Much of her work on display resembled actual photographs. The water looked as though you could reach your hand in and touch it, with some images portraying vivid detail so closely that reflections from buildings or boats could be seen in the painted water, like the yellow boat in her piece titled “Henley Royal Regatta V.”

“The yellow boat with the reflection, I was really drawn to it. I’m not usually drawn to yellow, but it just spoke to me,” Sonya Ontiveros, Long Beach resident, said. “It’s really cool because she took the time, several years, to go to each of the oceans. Even just 20 years ago they’re way different than they are now because of climate change.”

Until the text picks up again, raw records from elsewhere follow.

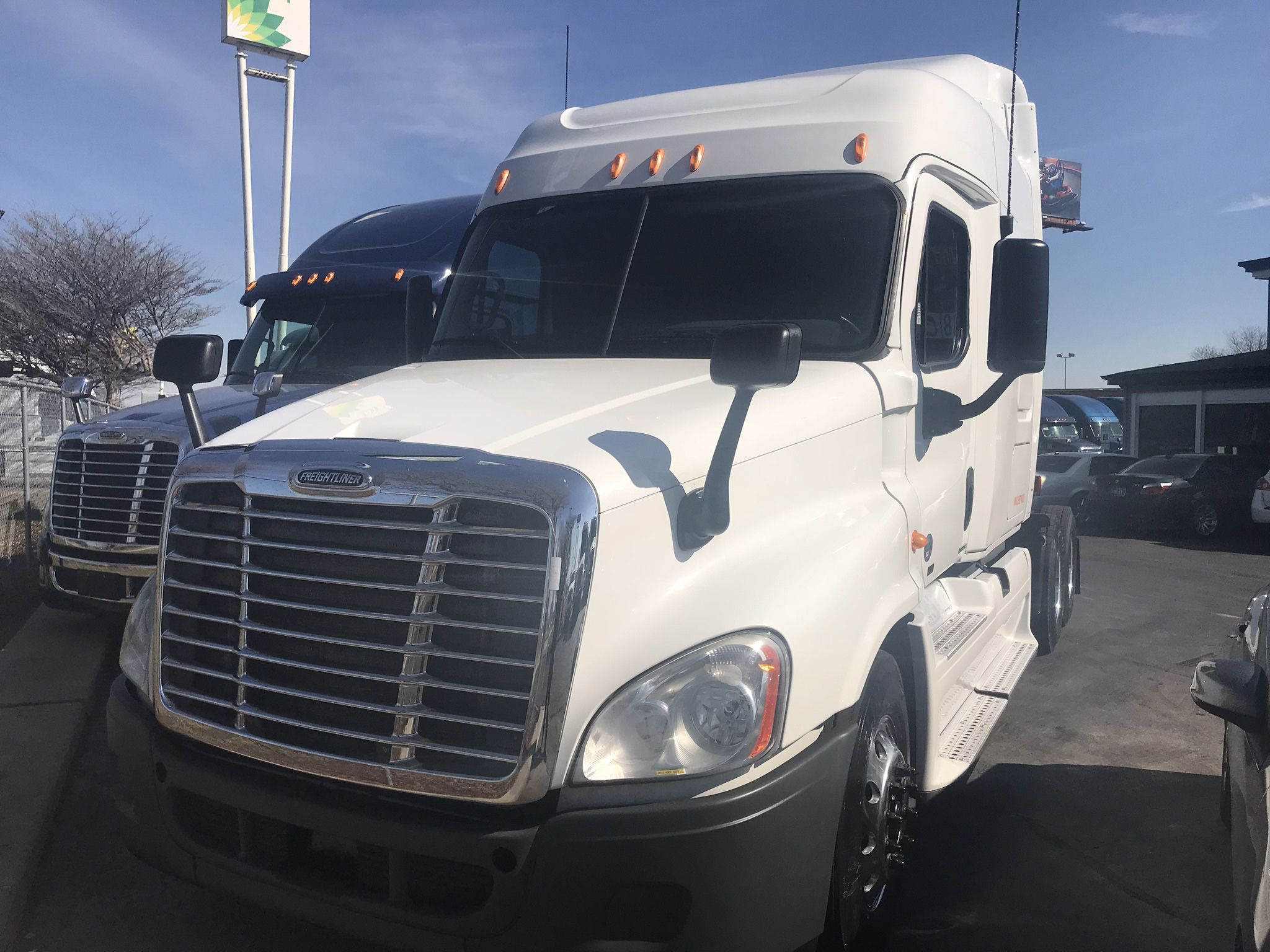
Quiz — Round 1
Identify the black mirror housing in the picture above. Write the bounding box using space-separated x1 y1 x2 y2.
710 324 802 390
1191 659 1270 734
988 237 1049 377
154 334 224 390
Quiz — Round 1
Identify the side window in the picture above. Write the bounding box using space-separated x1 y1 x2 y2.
913 206 970 369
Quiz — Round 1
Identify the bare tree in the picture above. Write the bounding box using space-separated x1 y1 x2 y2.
0 212 223 402
1191 327 1266 361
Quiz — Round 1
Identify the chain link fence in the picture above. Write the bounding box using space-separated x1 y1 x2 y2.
0 379 114 581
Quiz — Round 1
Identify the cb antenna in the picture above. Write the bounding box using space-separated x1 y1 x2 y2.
1001 0 1023 237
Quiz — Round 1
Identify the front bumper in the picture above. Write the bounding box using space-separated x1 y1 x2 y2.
39 534 159 612
108 677 856 952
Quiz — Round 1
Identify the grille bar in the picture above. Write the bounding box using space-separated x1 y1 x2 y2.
159 481 551 781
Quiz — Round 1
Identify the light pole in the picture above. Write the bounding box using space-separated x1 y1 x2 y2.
1054 351 1076 390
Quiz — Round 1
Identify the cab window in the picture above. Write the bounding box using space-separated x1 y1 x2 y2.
913 206 970 369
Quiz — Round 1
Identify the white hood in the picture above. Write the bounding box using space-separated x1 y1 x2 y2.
210 358 881 510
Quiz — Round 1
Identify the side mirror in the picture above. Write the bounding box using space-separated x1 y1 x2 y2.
154 334 224 447
988 239 1049 377
1191 659 1270 734
405 274 437 363
676 324 802 549
62 377 93 423
252 371 282 416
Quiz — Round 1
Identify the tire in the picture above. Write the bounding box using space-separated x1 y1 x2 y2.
1041 505 1076 627
1191 499 1222 538
818 651 916 952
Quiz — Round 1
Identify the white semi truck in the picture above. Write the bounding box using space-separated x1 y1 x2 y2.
109 56 1078 952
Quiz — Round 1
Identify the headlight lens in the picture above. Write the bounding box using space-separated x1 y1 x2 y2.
574 631 789 782
120 575 155 702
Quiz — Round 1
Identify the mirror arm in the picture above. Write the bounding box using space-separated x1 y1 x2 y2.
674 387 755 549
177 385 207 449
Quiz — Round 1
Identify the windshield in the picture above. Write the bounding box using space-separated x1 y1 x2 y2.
1040 423 1081 439
224 294 407 383
1120 456 1207 478
429 175 897 359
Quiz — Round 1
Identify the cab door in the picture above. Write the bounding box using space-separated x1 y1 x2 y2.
900 175 987 580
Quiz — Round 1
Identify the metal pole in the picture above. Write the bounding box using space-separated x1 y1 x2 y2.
18 387 34 569
278 60 296 271
234 50 255 327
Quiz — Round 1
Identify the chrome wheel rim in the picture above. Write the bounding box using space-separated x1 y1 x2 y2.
857 717 917 913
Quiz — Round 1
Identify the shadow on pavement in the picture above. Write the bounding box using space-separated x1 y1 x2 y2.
888 764 1235 952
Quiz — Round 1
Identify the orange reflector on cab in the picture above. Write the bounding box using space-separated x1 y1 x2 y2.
855 132 869 162
688 144 706 171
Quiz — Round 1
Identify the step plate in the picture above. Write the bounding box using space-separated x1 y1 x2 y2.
931 612 988 658
940 694 1007 764
974 641 1036 698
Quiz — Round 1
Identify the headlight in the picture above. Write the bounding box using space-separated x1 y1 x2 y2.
120 575 155 702
574 631 789 782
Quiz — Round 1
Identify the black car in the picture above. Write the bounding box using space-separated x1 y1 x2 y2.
1088 453 1265 537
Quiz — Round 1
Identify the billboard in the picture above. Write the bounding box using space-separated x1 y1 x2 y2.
1040 156 1081 227
221 0 309 60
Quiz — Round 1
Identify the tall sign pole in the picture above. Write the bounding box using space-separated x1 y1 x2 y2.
220 0 309 327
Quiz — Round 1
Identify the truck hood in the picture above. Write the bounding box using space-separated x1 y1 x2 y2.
66 383 329 446
210 358 881 509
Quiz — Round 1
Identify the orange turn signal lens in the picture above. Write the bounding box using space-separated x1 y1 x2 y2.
688 146 706 171
855 132 869 162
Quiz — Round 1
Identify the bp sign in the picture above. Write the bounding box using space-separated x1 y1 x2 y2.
221 0 309 60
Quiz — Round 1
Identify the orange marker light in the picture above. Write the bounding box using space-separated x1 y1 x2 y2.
688 146 706 171
855 132 869 162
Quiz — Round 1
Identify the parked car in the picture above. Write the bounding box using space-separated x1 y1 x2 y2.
1032 453 1138 522
1037 397 1103 453
1191 585 1270 952
1050 394 1124 453
1088 453 1263 537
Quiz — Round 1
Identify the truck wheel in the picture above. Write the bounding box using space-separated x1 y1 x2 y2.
1031 531 1063 655
1041 505 1076 627
819 651 917 952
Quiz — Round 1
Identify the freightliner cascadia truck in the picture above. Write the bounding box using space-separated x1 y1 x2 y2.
109 56 1078 952
39 195 476 612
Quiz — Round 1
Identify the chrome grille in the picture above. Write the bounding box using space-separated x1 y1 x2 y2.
160 481 550 781
50 438 179 546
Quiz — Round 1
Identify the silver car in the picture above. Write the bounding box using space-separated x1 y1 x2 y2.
1032 453 1138 522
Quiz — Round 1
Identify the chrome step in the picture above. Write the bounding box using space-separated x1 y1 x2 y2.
940 694 1007 764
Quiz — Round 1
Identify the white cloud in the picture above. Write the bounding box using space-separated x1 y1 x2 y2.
1108 12 1217 37
1222 192 1270 212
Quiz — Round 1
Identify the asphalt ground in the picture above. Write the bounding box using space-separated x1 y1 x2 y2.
16 538 1270 952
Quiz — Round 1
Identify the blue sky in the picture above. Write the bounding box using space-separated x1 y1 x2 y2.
0 0 1270 386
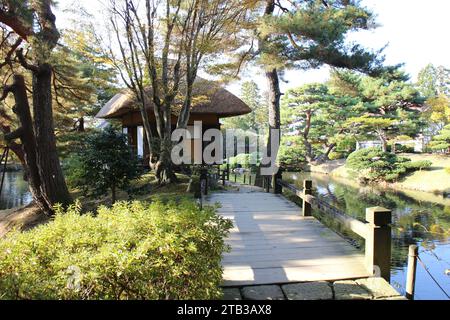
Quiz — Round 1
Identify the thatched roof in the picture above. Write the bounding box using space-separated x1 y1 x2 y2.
96 78 252 119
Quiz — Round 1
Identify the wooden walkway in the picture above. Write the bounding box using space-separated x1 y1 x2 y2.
207 187 368 286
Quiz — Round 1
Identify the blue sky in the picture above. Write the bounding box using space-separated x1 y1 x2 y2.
57 0 450 94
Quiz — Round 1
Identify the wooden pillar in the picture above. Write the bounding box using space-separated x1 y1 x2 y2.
200 168 208 196
366 207 392 282
406 244 419 300
272 168 283 194
302 180 312 217
264 176 270 192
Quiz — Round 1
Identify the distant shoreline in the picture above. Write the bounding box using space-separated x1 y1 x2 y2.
305 154 450 197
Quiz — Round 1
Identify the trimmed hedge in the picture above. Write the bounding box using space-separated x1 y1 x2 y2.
0 201 232 299
346 147 431 183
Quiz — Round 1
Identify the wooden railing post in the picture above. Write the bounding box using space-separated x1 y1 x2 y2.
200 168 208 196
406 244 419 300
222 170 226 186
302 180 312 217
365 207 392 282
272 168 283 194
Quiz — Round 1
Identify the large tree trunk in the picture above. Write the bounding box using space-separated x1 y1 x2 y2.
5 75 53 214
33 63 72 205
377 130 387 152
155 136 178 184
302 110 314 163
255 0 281 186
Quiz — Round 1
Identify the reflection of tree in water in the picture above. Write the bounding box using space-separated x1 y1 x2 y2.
284 175 450 268
0 171 31 210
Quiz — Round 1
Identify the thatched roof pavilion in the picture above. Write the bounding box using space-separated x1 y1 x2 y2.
96 78 252 119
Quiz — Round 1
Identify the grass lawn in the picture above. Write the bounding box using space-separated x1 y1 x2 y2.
309 153 450 194
395 153 450 193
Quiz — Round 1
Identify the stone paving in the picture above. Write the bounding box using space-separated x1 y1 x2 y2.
223 278 406 300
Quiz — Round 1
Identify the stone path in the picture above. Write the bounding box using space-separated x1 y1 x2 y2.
223 278 406 300
207 186 369 287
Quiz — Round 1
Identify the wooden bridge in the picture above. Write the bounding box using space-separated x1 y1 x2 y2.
206 171 390 287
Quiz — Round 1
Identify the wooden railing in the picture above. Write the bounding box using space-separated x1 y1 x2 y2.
208 165 392 282
272 175 392 282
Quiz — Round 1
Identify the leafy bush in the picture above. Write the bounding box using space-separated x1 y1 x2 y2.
346 147 431 182
428 124 450 153
221 152 261 169
402 160 433 171
0 201 232 299
328 151 345 160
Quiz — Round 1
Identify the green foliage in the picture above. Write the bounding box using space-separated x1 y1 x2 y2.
0 201 232 300
428 124 450 151
66 127 141 202
259 1 383 72
402 160 433 171
277 136 305 171
223 80 268 133
225 152 261 169
346 147 431 183
416 63 450 98
328 151 345 160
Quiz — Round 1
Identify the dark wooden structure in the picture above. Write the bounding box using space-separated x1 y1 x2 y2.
96 78 252 162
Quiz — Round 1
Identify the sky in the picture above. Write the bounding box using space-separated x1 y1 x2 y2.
56 0 450 95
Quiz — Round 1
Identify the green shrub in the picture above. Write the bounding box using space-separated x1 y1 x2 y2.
0 202 232 299
402 160 433 171
346 147 431 182
277 136 306 171
328 151 345 160
65 127 142 202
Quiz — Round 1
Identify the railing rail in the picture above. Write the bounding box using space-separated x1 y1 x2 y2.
274 175 392 282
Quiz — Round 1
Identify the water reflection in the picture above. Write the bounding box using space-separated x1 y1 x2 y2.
0 171 32 210
283 173 450 299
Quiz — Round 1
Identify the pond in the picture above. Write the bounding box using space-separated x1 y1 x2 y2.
283 173 450 300
0 171 32 210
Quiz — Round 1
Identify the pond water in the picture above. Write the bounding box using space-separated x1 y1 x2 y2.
283 173 450 300
0 171 32 210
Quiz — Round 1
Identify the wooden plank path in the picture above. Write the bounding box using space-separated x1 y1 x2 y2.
207 187 369 286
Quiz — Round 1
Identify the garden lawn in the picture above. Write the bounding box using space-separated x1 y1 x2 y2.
394 153 450 193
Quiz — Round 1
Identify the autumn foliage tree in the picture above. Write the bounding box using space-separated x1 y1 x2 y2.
105 0 253 183
0 0 71 214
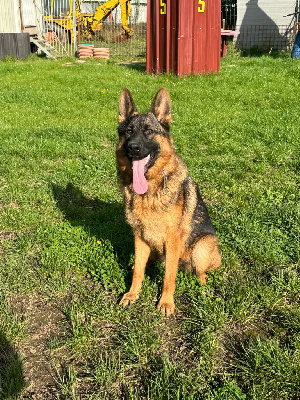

Eubank’s piece titled “Ny Alesund III” featured contrasting colors of orange, brown and varying blues with hues of turquoise against a white background looking similar to the shapes you would see floating around a lava lamp.

This piece was Eubank’s 10-year-old daughter Severine Beasley’s favorite piece. She occasionally spends her time in her mother’s studio and described the process of her mother’s work as starting off with a base coat that leads to the incorporation of charcoal lines, sometimes working in small designs for her daughter throughout the process.

“Sometimes she adds in little designs for me, like a ladybug in this one, since it’s always been my favorite animal,” Beasley said, as she pointed out a small ladybug shaped blob of red orange on the piece.

Eubank’s piece titled “Phoenica Reflection II” was Long Beach resident Alejandra Rosales favorite piece in the gallery.

The piece features hues of blues, browns and soft yellows throughout ripples of water, portraying some kind of reflection although of what specifically is hard to tell with how many ripples are present.

“I can sit here and just stare at it forever, it has a lot of depth and it looks like a photograph,” Rosales said. “The distance you have between the piece gives you a different angle and a different perception of the piece.”

Eubank’s art will be on display at C Gallery Fine Art until Dec. 15, and copies of her work will be on display at the Aquarium of the Pacific in Long Beach until Jan. 5.